Malgré la chute du prix de lait payé aux producteurs depuis 2008, les Français ont continué à payer leurs briques au prix fort, distributeurs et industriels ayant conservé, voire augmenté, leurs marges, montrent deux études commandées par le gouvernement.
Ces études, publiées mercredi, avaient été demandées par Bercy et le ministère de l'Agriculture en pleine crise du lait en juin, en réponse aux interrogations des producteurs sur les marges des distributeurs et des industriels.
Une réunion a eu lieu mercredi à Bercy pour les présenter aux producteurs, industriels, distributeurs et représentants des consommateurs.

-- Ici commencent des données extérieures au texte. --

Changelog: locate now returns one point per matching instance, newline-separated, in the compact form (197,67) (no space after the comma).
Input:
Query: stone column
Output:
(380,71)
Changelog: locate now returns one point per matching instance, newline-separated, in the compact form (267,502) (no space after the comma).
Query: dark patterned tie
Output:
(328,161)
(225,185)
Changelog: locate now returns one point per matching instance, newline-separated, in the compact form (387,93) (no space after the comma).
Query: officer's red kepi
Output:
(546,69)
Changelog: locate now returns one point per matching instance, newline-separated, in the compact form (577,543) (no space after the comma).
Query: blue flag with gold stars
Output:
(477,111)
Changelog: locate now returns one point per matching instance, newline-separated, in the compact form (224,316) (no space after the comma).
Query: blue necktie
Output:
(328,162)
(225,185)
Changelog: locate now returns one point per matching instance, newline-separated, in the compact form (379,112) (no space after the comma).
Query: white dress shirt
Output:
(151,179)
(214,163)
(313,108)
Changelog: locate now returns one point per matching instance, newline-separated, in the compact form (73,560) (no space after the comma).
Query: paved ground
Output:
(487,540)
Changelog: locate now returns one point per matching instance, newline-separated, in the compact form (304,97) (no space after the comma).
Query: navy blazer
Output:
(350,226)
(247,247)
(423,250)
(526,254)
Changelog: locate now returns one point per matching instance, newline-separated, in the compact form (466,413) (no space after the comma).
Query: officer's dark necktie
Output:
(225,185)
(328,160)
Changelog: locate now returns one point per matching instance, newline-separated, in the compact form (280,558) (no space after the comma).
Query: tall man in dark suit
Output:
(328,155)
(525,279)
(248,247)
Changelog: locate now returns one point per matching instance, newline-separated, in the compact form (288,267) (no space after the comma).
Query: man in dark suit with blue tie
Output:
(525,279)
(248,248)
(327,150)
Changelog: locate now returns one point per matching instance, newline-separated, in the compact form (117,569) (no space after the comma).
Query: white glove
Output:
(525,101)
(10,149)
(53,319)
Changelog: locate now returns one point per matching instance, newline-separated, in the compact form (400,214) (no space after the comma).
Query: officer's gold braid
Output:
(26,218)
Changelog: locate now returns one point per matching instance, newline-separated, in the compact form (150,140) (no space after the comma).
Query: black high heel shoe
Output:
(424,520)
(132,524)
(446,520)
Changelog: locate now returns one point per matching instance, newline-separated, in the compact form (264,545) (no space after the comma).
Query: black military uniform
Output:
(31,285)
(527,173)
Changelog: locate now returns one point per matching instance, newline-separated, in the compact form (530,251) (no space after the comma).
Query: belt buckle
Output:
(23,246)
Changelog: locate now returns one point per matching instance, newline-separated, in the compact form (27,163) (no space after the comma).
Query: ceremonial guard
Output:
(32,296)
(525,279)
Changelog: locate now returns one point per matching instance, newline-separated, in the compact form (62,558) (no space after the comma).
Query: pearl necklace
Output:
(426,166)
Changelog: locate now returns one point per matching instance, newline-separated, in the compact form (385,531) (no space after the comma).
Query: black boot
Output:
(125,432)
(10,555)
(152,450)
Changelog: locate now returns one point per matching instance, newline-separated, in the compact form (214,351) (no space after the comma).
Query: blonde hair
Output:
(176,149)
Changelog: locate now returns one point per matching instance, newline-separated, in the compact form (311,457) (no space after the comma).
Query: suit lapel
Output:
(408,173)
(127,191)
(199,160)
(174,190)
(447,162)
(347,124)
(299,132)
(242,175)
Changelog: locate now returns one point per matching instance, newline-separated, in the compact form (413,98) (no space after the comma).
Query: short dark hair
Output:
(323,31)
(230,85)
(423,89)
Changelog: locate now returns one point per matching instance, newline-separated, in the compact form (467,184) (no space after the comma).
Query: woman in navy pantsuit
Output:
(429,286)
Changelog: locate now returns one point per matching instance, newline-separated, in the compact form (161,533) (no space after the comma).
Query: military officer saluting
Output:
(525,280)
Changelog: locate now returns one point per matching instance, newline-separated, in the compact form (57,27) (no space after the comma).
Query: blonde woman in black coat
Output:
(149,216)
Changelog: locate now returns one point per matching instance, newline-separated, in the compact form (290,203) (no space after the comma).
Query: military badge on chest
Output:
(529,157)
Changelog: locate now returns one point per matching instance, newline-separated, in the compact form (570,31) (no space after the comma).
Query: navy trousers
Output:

La première, réalisée par l'Observatoire des prix et des marges, porte sur le lait, le yaourt nature, le beurre et l'emmental. La seconde, réalisée par la Direction générale de la concurrence, la consommation et la répression des fraudes, se penche sur l'évolution des prix entre janvier 2007 et avril 2009 des produits laitiers de grandes marques et des marques de distributeurs (MDD).
"Ces études montrent que les producteurs et les consommateurs sont trompés", soutient Jean-Bernard Bayard, secrétaire général adjoint de la FNSEA, principal syndicat agricole.
Le gouvernement, lui, n'a pas commenté ces travaux.
L'une des études indique que pour les yaourts, l'emmental et le beurre, les consommateurs ont pu profiter de la baisse des prix payés au producteur à partir de 2008.

Le consommateur paie actuellement 1,79 euro le litre de yaourt, contre 1,93 euro début 2008, 5,48 euros pour le kilo de beurre contre 5,93 en 2008 et 7,39 euros pour l'emmental contre 7,47 auparavant.
En revanche, le lait en brique est pointé du doigt, la chute des prix à la production n'étant pas répercutée aux consommateurs. Le litre de lait au producteur a chuté de moité en 2009 par rapport à 2008, à 25 centimes contre 40. Or le prix de la brique au consommateur est passé de 70 centimes à ... 69.
"Sur les briques de grandes marques, ce sont les industriels qui se sont accaparés la marge, quand la grande distribution n'a pas augmenté les siennes. En revanche, la grande distribution a augmenté ses marges sur les briques de lait MDD", explique Olivier Andrault, responsable de l'alimentation à l'UFC-Que Choisir, membre de l'observatoire.
La marge des industriels dans le prix payé par le consommateur est passée à 52,1% au deuxième trimestre 2009, contre 39,2% fin 2007, juste avant la chute des prix aux producteurs.
"Ce n'est pas en baissant nos tarifs, que nous allons régler les problèmes des producteurs", assure Jéhan Moreau, directeur de la fédération des industries laitières. Ces études ne traduisent pas les difficultés du secteur, "c'est-à-dire les fortes importations de fromages et de lait, un prix au producteur non compétitif et des sociétés de lait qui ne se portent pas bien".
La part de la marge des distributeurs est restée relativement stable sur la même période, s'établissant à 17,1% contre 16,7%.
Pourtant les producteurs estiment qu'elle reste excessive. "Les distributeurs récupèrent une marge importante rien que pour mettre les produits en rayon", soutient M. Bayard.
Cette marge sert également à payer les salariés et les coûts du magasin, répond Jérôme Bédier, président de la fédération des distributeurs, indiquant qu'elle reste inférieure à la marge moyenne sur les autres produits (25%).
L'UFC-Que Choisir relève, elle, que les prix élevés du lait sont également le fait d'une absence de concurrence, deux groupes (Lactalis et Sodiaal) accaparant 75% du marché.